This fast food has been referred to as kebab since the stalls started popping up in Mauritius. We don’t know the actual period when kebabs started getting popular but we surely know that it’s appreciated by everyone on our little island.
- 1 1/2 Pounds Chicken Breast
- 1/2 cup Yogurt
- salt and pepper to taste
- 1 Tbsp Granulate (powder)Onion Or 1 Grated onions
- 1 Tbsp Granulate Garlic Or Powder
- 1 Tsp cinnamon Powder
- 1/4 Cloves Powder
- 1 Tbsp Paprika
- 4 Tbsp Tomato paste
- 1 Tsp Vinegar
- 1/2 Big Spoon Honey
- 3 Tbsp Olive Oil
- Half Or a whole Lime Juice (Very Sour one)

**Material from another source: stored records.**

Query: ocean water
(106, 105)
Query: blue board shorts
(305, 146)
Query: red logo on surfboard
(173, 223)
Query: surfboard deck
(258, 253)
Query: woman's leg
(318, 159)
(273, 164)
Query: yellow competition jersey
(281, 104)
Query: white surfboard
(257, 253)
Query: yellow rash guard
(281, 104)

- Wash the chicken pieces, and remove any skin.
- Mix all the ingredients above, excluding onion, carrot and onion together thoroughly and divide it into two parts. Keep one of these parts in the refrigerator. Marinate the chicken with the other part. Keep marinated chicken pieces for at least 4 hours. It should be overnight ideally (in the refrigerator).

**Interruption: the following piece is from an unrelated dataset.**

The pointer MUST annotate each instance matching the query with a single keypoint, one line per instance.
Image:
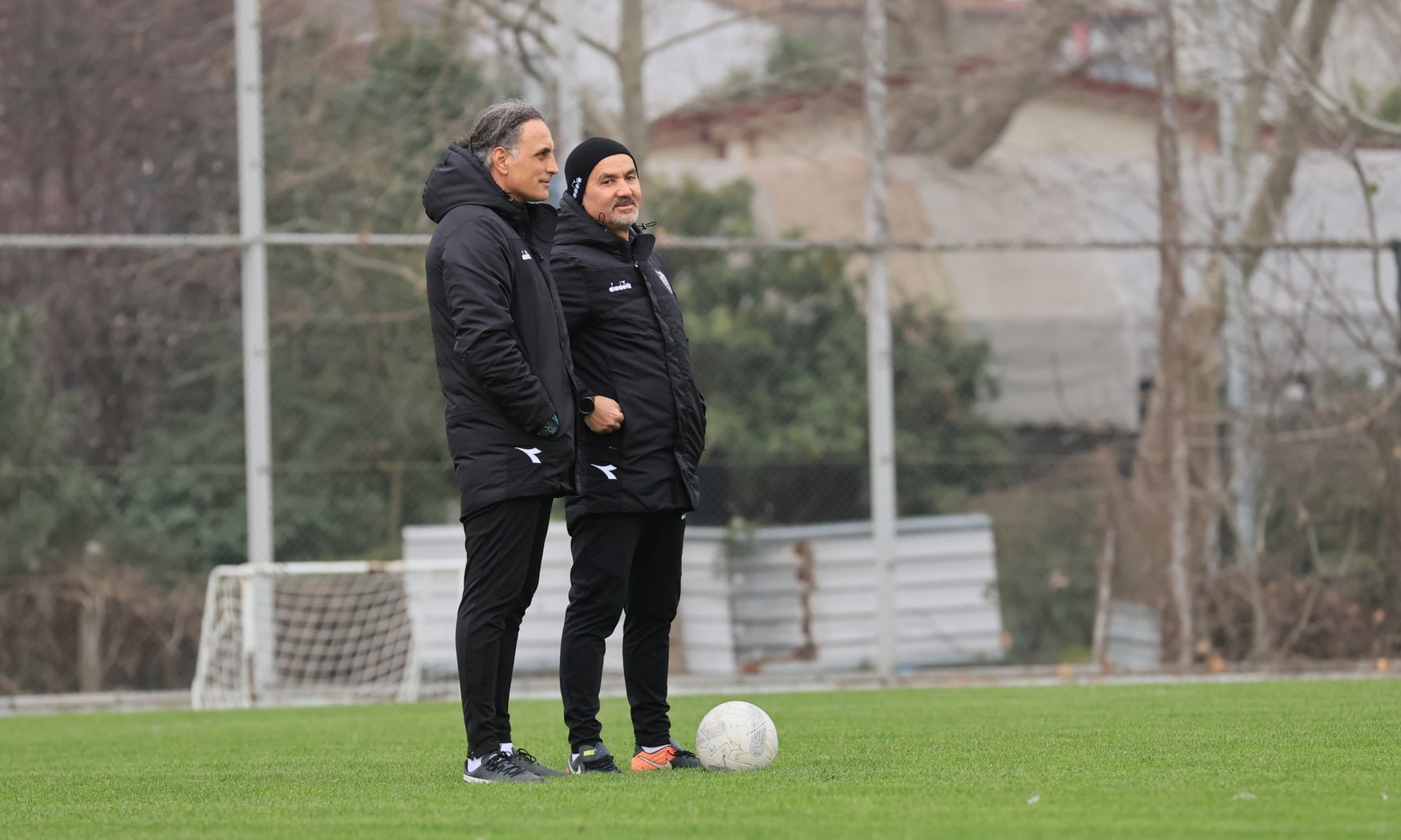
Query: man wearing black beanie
(638, 454)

- Take out marinated chicken and place in kebab machine. If you do not have a kebab machine, you can use a normal oven/grill or grill on a pan for 7mins on each side. Set temperatures to maximum, as the aim in cooking kebab is to cook the outside of the meat first. The inner part should remain uncooked.
- Cut off the cooked outside part once you notice it has a blackish texture and place the meat in the oven again. If in the kebab machine, just rotate the meat and cut off.
- Mince the cabbage, carrot and onion in the meantime.
- Mix the chicken pieces together with the minced vegetables and serve with bread.